All scraps of food should be burnt or buried, and not thrown about round the camp. On service these scraps would be good "sign" to an enemy's scouts as to who had occupied the camp, and how long ago, and how well off they were for provisions, and so on.
Another reason against letting your camp ground get dirty is that it quickly becomes the camping place also of thousands of flies. If you have flies in camp it is a sign that the camp is not kept clean.
* * * * *
A CAMP BEDROOM.
I have made a sketch of my tent, which, as you will see, is a kind of hammock with a roof to it, slung between two trees. This form of tent keeps you dry in wet weather or on swampy ground; you never have to lie on the ground, you can get snakes and other nice visitors crawling into your bed. The cot is long enough to hold your kit as well as yourself.

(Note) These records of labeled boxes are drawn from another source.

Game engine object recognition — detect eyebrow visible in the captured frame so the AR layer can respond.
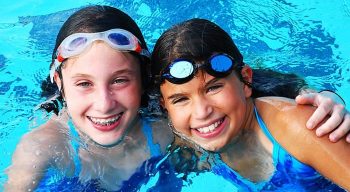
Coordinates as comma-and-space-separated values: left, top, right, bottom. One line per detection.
72, 69, 135, 78
167, 93, 184, 100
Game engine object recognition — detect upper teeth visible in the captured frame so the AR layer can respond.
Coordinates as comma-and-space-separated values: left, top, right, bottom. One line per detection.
89, 114, 121, 125
198, 120, 223, 133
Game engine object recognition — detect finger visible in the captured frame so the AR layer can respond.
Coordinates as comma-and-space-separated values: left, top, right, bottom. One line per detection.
316, 107, 348, 137
295, 93, 318, 106
329, 115, 350, 142
346, 133, 350, 143
306, 102, 330, 129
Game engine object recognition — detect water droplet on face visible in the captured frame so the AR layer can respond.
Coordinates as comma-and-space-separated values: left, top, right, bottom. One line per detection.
35, 150, 41, 156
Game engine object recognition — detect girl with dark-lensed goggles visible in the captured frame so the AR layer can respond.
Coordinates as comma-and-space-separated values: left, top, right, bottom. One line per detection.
161, 53, 244, 84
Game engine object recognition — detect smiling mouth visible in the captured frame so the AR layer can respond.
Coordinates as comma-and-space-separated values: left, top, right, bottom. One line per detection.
197, 118, 224, 133
87, 113, 123, 126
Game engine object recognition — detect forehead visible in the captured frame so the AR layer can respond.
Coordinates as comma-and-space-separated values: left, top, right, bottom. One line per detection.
64, 42, 140, 72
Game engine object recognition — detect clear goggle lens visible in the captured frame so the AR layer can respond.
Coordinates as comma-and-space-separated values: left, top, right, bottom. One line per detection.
161, 53, 235, 84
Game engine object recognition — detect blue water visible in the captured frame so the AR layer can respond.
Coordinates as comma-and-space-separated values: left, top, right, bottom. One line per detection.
0, 0, 350, 190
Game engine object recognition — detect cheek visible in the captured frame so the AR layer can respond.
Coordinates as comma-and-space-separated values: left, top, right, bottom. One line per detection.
168, 108, 190, 133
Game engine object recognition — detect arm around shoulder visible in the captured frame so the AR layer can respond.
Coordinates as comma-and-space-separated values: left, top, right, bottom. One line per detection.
262, 98, 350, 190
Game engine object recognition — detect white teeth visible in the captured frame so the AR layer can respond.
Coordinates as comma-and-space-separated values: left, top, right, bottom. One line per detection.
88, 114, 122, 126
198, 119, 223, 133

It is kept stretched out by two side poles and a ridge pole. These can be cut in the wood where you camp, and the cot itself, with bedding and kit inside, can be rolled up in the waterproof, and this forms a neat roll for half of the pack-pony's load.
The cot is springy and most comfortable to sleep in.
When you are ill or wounded it makes a very good stretcher, the side poles forming the carrying handles. In the same way, when you are dead it makes an excellent coffin, as the sides and ends fold in, and can be laced over the body. I have not tried it myself in that way.
Another advantage which I have twice found the cot-tent to have was, when a tornado visited camp, and all the tents were blown down into the mud, my little cot was swaying quietly in the wind—it cannot blow down.